Who Should see an Exercise Physiologist?

The answer is simple. Anyone can see an exercise physiologist. The services of an exercise physiologist are used by individuals of all ages and backgrounds to achieve health and wellness goals, including those looking to maintain their general health and wellness, who are dealing with a specific medical issue or injury and need guidance on how to deal with it.

How can an Exercise Physiologist Help Me?

If you are overweight, physically inactive or have a medical condition such as diabetes, high blood pressure or osteoporosis, an exercise physiologist can help you by providing advice on exercise and lifestyle. They will also help with injury prevention and rehabilitation. In addition they may also be able to assist with:

  • cardiovascular conditions such as Hypertension or Chronic Heart Failure;
  • metabolic conditions such as Diabetes (Type 1 and 2) or Metabolic Syndrome;
  • neurological conditions such as Stroke or Multiple Sclerosis;
  • musculoskeletal conditions such as Osteoarthritis or Lower Back Pain.

Exercise treatment will typically include: an exercise program, health and physical activity education, advice and support lifestyle modification with a strong focus on achieving behaviour change with the aim of optimising physical function, health and wellness.

I am in Pain. Can an Exercise Physiologist Help me?

Pain management is one of the many services that an accredited exercise physiologist can provide. An exercise physiologists can help you manage pain while they also work with you to develop strategies for improving overall health through physical activity. They will take into account your age, activity level, physical condition along with other factors in order to determine how much stress (or strain) can be put on your body without causing injury or creating more pain than necessary while still allowing for improvement over time!
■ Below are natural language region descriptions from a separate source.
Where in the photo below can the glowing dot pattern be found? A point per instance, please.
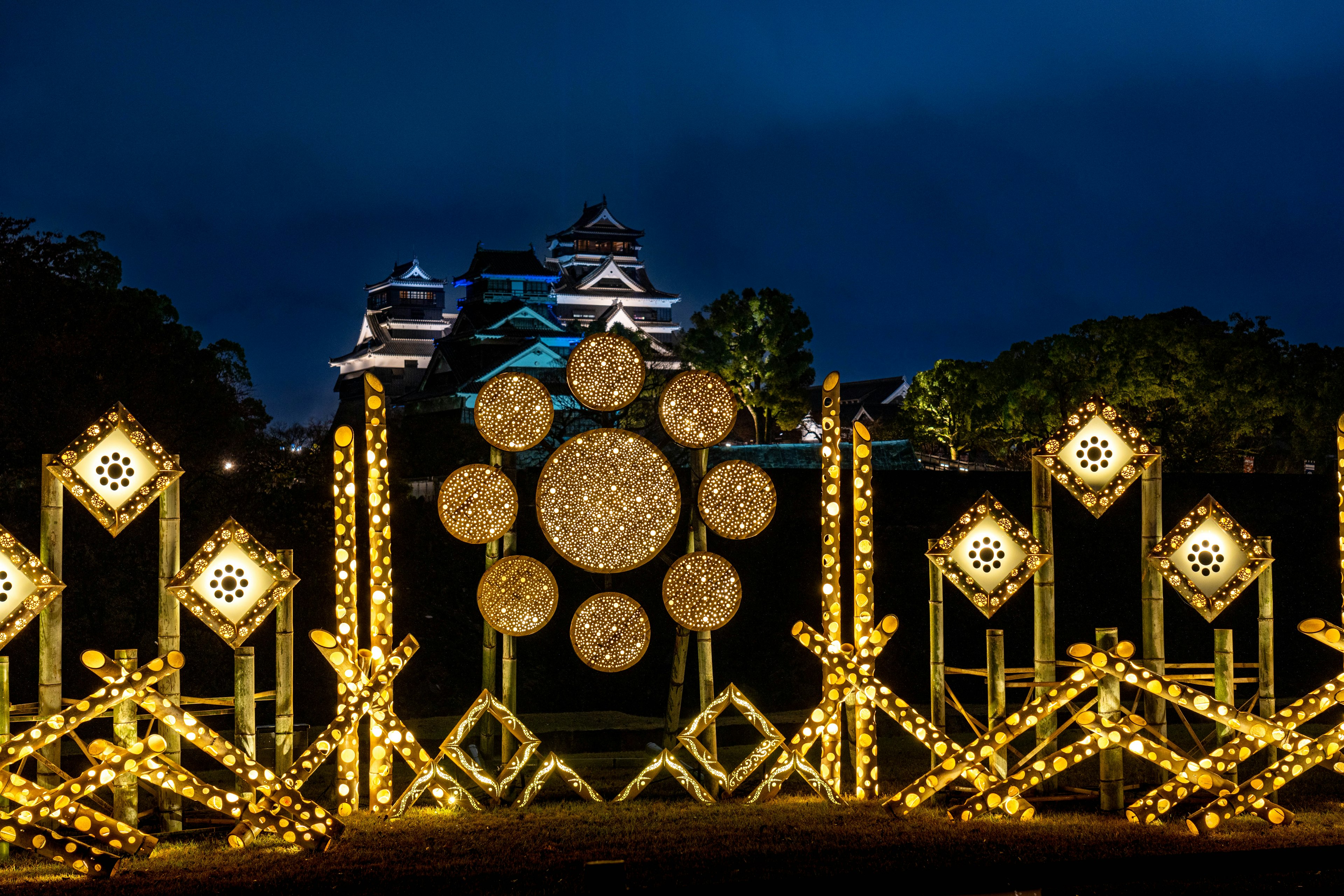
(478, 504)
(518, 596)
(697, 409)
(611, 632)
(514, 412)
(702, 592)
(605, 373)
(608, 500)
(737, 500)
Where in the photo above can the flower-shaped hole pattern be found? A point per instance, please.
(611, 632)
(478, 503)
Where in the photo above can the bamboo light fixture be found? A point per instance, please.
(518, 596)
(608, 500)
(702, 592)
(988, 554)
(697, 409)
(26, 586)
(1209, 558)
(1097, 455)
(233, 583)
(605, 373)
(116, 469)
(737, 500)
(514, 412)
(611, 632)
(478, 503)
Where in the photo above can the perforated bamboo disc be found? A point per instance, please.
(737, 500)
(611, 632)
(605, 373)
(702, 592)
(478, 503)
(518, 596)
(514, 412)
(697, 409)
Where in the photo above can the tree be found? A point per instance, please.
(757, 343)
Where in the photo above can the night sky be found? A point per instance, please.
(929, 181)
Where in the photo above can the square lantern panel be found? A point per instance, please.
(988, 554)
(116, 469)
(233, 583)
(1097, 455)
(1209, 558)
(26, 586)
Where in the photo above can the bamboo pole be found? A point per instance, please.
(937, 667)
(50, 548)
(170, 633)
(245, 707)
(1112, 780)
(1043, 583)
(1267, 645)
(996, 692)
(126, 801)
(1151, 593)
(286, 673)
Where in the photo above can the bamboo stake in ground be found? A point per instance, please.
(286, 673)
(170, 632)
(937, 680)
(1043, 628)
(1112, 780)
(50, 548)
(996, 694)
(1151, 592)
(126, 801)
(1267, 645)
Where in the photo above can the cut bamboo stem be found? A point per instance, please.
(126, 800)
(1112, 780)
(1043, 530)
(286, 673)
(937, 676)
(170, 635)
(1268, 705)
(50, 548)
(996, 692)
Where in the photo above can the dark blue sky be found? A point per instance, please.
(929, 181)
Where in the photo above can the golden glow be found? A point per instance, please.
(702, 592)
(26, 586)
(1097, 455)
(697, 409)
(478, 503)
(988, 554)
(1209, 558)
(737, 500)
(611, 632)
(514, 412)
(518, 596)
(605, 373)
(232, 583)
(116, 469)
(608, 500)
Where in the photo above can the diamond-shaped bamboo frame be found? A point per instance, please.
(118, 418)
(232, 532)
(1257, 559)
(527, 743)
(690, 739)
(990, 602)
(1096, 502)
(49, 586)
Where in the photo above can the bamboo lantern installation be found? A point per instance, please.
(988, 555)
(605, 373)
(26, 588)
(1209, 558)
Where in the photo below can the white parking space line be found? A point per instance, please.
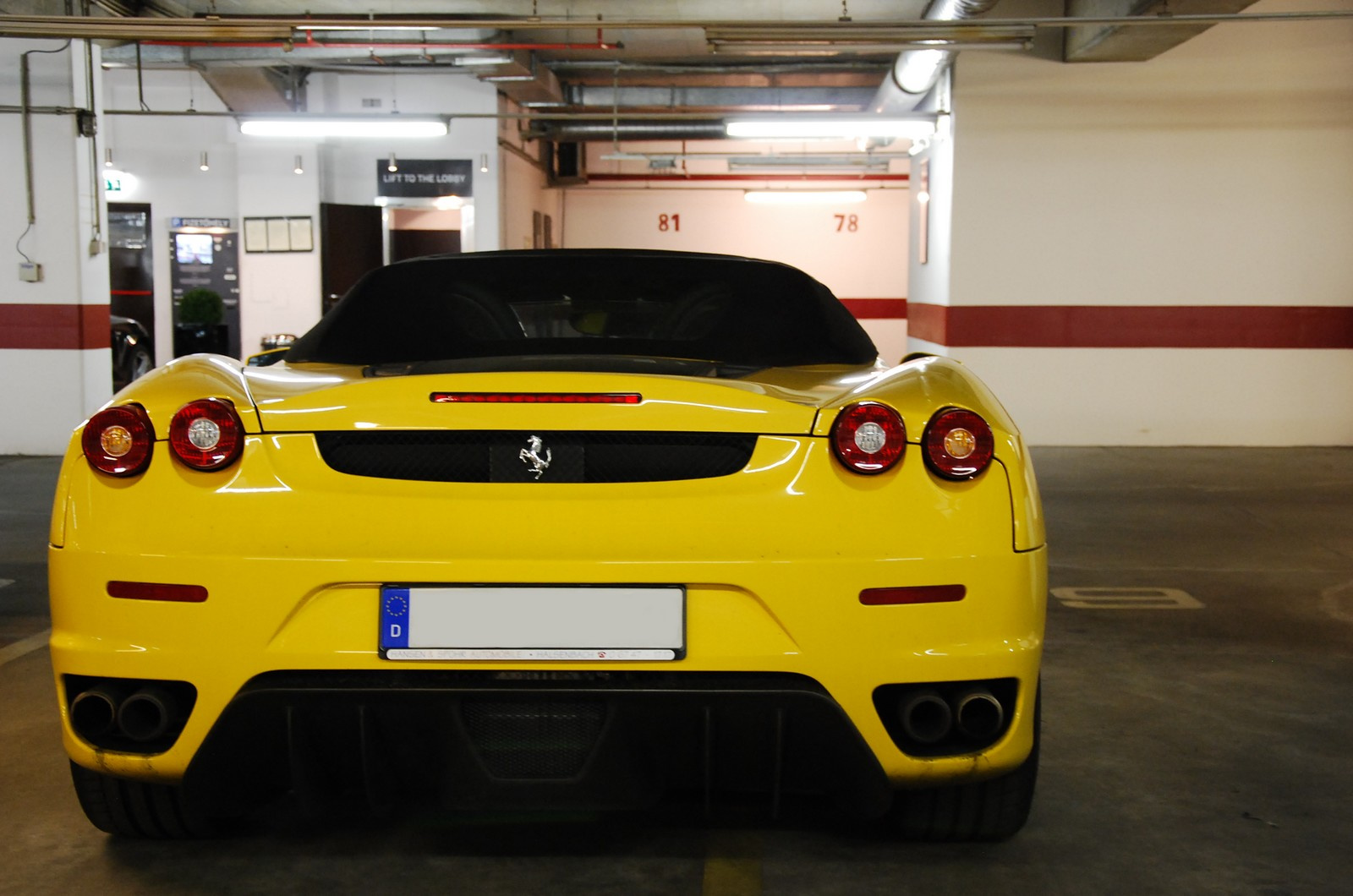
(1126, 598)
(25, 647)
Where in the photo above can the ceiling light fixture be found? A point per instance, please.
(804, 196)
(831, 128)
(344, 126)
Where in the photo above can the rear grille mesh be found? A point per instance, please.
(534, 740)
(505, 456)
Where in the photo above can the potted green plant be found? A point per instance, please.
(200, 325)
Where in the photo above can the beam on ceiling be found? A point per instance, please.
(1123, 44)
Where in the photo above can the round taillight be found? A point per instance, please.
(118, 440)
(206, 434)
(958, 444)
(869, 437)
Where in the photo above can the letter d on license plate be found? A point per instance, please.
(532, 623)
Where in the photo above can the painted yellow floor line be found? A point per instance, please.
(25, 647)
(732, 864)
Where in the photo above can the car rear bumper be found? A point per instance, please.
(773, 562)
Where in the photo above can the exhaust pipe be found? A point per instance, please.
(926, 716)
(978, 715)
(148, 713)
(94, 713)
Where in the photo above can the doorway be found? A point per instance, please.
(130, 292)
(419, 232)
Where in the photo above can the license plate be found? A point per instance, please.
(532, 623)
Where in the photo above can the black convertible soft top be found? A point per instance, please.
(518, 310)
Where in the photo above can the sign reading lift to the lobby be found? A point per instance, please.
(425, 178)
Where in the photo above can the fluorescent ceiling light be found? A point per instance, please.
(372, 126)
(830, 128)
(804, 196)
(331, 26)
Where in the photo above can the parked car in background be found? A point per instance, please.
(554, 529)
(133, 353)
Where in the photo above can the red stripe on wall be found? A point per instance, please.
(1133, 326)
(876, 309)
(778, 179)
(53, 326)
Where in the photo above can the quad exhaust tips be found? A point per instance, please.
(927, 718)
(950, 718)
(94, 713)
(130, 715)
(146, 715)
(978, 715)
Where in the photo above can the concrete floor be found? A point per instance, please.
(1199, 750)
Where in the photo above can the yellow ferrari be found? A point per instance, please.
(554, 529)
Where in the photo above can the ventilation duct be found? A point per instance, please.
(583, 130)
(915, 72)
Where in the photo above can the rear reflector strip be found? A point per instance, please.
(913, 594)
(157, 592)
(538, 398)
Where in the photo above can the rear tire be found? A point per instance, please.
(139, 810)
(992, 810)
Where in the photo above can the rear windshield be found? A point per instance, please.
(572, 310)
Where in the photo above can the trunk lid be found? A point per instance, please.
(325, 398)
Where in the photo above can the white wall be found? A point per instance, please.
(279, 292)
(1219, 173)
(51, 390)
(160, 159)
(523, 187)
(866, 263)
(349, 166)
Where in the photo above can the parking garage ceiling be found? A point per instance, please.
(599, 58)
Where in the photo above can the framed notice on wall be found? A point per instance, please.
(279, 234)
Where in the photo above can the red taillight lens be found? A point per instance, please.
(118, 440)
(869, 437)
(958, 444)
(207, 434)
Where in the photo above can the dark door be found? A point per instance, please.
(349, 238)
(132, 292)
(412, 244)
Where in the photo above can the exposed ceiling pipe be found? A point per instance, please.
(915, 72)
(575, 130)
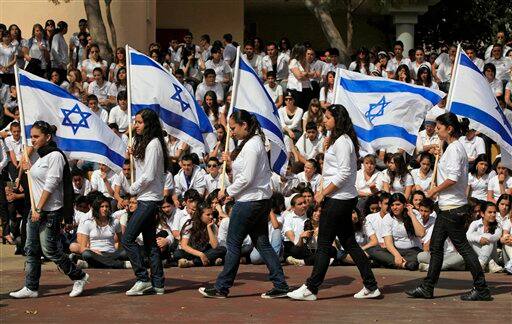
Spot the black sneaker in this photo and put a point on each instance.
(475, 295)
(212, 293)
(275, 293)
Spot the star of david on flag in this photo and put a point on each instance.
(68, 118)
(81, 134)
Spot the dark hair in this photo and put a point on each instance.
(152, 129)
(198, 232)
(241, 116)
(407, 72)
(400, 169)
(405, 219)
(450, 119)
(343, 126)
(480, 158)
(492, 225)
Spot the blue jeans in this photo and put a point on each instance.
(143, 221)
(276, 241)
(44, 235)
(249, 218)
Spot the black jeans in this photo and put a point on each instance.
(249, 217)
(336, 220)
(450, 224)
(105, 260)
(143, 221)
(211, 253)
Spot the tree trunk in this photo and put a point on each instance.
(97, 28)
(111, 25)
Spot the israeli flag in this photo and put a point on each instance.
(249, 94)
(81, 134)
(471, 97)
(387, 114)
(151, 86)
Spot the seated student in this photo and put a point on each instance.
(499, 184)
(198, 243)
(452, 260)
(310, 174)
(98, 239)
(402, 233)
(422, 176)
(213, 177)
(81, 185)
(190, 176)
(121, 184)
(209, 84)
(397, 179)
(483, 235)
(275, 224)
(101, 180)
(480, 173)
(309, 144)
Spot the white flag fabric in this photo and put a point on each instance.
(151, 86)
(387, 114)
(81, 134)
(252, 96)
(473, 98)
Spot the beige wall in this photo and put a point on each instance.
(135, 20)
(201, 17)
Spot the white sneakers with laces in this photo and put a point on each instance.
(303, 293)
(24, 293)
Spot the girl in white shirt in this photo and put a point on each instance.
(251, 190)
(149, 151)
(51, 178)
(340, 194)
(452, 181)
(479, 176)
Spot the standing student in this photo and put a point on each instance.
(148, 151)
(339, 198)
(52, 190)
(251, 191)
(452, 179)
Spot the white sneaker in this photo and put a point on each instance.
(297, 262)
(81, 264)
(494, 267)
(365, 293)
(423, 267)
(24, 293)
(139, 288)
(303, 293)
(78, 286)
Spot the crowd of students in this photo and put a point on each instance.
(395, 211)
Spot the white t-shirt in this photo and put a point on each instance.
(394, 227)
(494, 186)
(100, 238)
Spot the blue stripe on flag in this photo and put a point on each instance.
(173, 120)
(247, 68)
(383, 131)
(45, 86)
(90, 146)
(466, 61)
(383, 86)
(483, 118)
(138, 59)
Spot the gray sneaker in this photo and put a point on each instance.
(140, 288)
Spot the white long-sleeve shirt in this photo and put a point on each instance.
(251, 172)
(476, 232)
(197, 181)
(340, 168)
(46, 175)
(453, 165)
(150, 174)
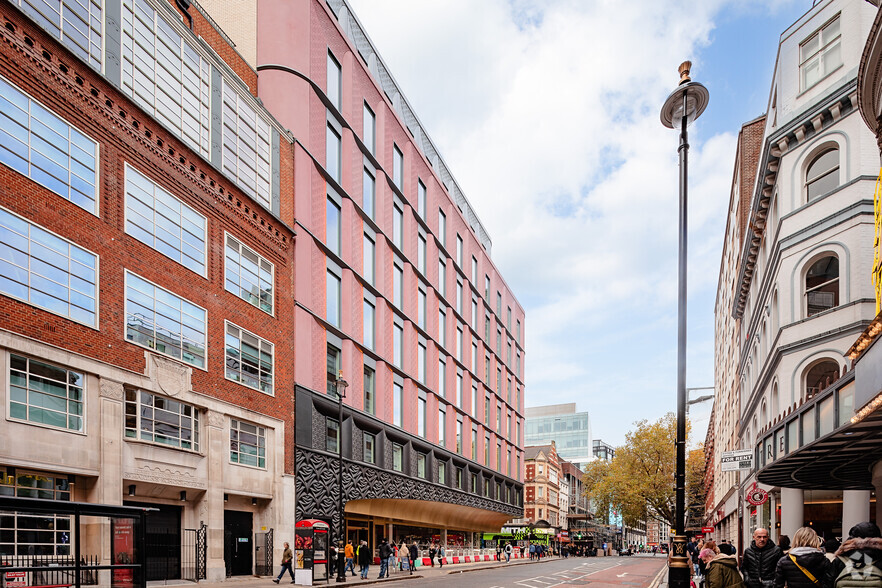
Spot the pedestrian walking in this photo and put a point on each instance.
(349, 553)
(287, 559)
(805, 566)
(859, 559)
(364, 558)
(384, 552)
(760, 561)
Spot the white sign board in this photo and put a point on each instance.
(732, 461)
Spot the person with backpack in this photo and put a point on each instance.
(805, 566)
(858, 561)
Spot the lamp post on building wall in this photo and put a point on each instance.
(341, 385)
(683, 106)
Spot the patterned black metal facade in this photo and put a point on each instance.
(317, 487)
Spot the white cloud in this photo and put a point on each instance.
(547, 113)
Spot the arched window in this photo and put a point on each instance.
(822, 174)
(820, 375)
(822, 285)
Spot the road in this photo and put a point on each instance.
(602, 572)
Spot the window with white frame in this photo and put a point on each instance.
(166, 75)
(158, 219)
(39, 144)
(41, 268)
(46, 394)
(162, 420)
(247, 444)
(248, 359)
(164, 322)
(820, 54)
(248, 275)
(369, 129)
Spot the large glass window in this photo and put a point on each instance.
(158, 219)
(164, 322)
(168, 77)
(47, 271)
(158, 419)
(822, 285)
(247, 444)
(820, 54)
(333, 299)
(822, 175)
(249, 359)
(332, 152)
(46, 394)
(248, 275)
(40, 145)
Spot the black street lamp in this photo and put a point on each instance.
(683, 106)
(341, 385)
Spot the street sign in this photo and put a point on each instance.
(741, 459)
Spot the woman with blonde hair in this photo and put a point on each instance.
(805, 566)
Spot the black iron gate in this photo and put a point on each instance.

Can and Exercise Physiologist help me if I am injured or have a chronic disease?

The answer is yes. An accredited exercise physiologist can help you with your chronic injury or chronic disease. They will be able to assist you in rehabilitation and pain management, prevent injuries from occurring, help you return to work and sports, achieve weight loss goals, improve your quality of life and more.

Is Exercise Physiology covered by DVA

Veterans can be covered for treatment of specific conditions accepted by the Department of Veterans Affairs (DVA). To receive this coverage, they will need to obtain a DVA referral from their general practitioner. Veterans with a White or Gold Card may be able to receive up to 12 sessions as part of a DVA treatment cycle.

When they begin their treatment, their allied health provider will ask about their health goals and prepare a Patient Care Plan. After they have completed their course of treatment, their provider will send a report to their regular GP. This report will include details about what was done, how well it worked, and whether any additional care or treatments are needed.

Their GP will review this report to determine whether additional treatments are necessary or if other treatment options should be considered. They may refer the veteran back to their allied health provider for further assessment and treatment.

Is Exercise Physiology covered under the NDIS?

The National Disability Insurance Scheme (NDIS) is a program that provides support to individuals with disabilities, their families, and their caregivers. Through the NDIS, individuals can access exercise therapy, also known as exercise physiology, as a form of Capacity Building Support. Exercise therapy can help individuals with disabilities improve their functional ability and increase their ability to perform activities of daily living. It can also help them engage in community-based activities and pursue their personal interests.


Exercise physiology is a profession that focuses on understanding how the human body responds to physical activity and helping people improve their fitness and physical function. Accredited exercise physiologist’s can help prevent, manage, and treat a wide range of conditions and diseases, from chronic illnesses to injuries.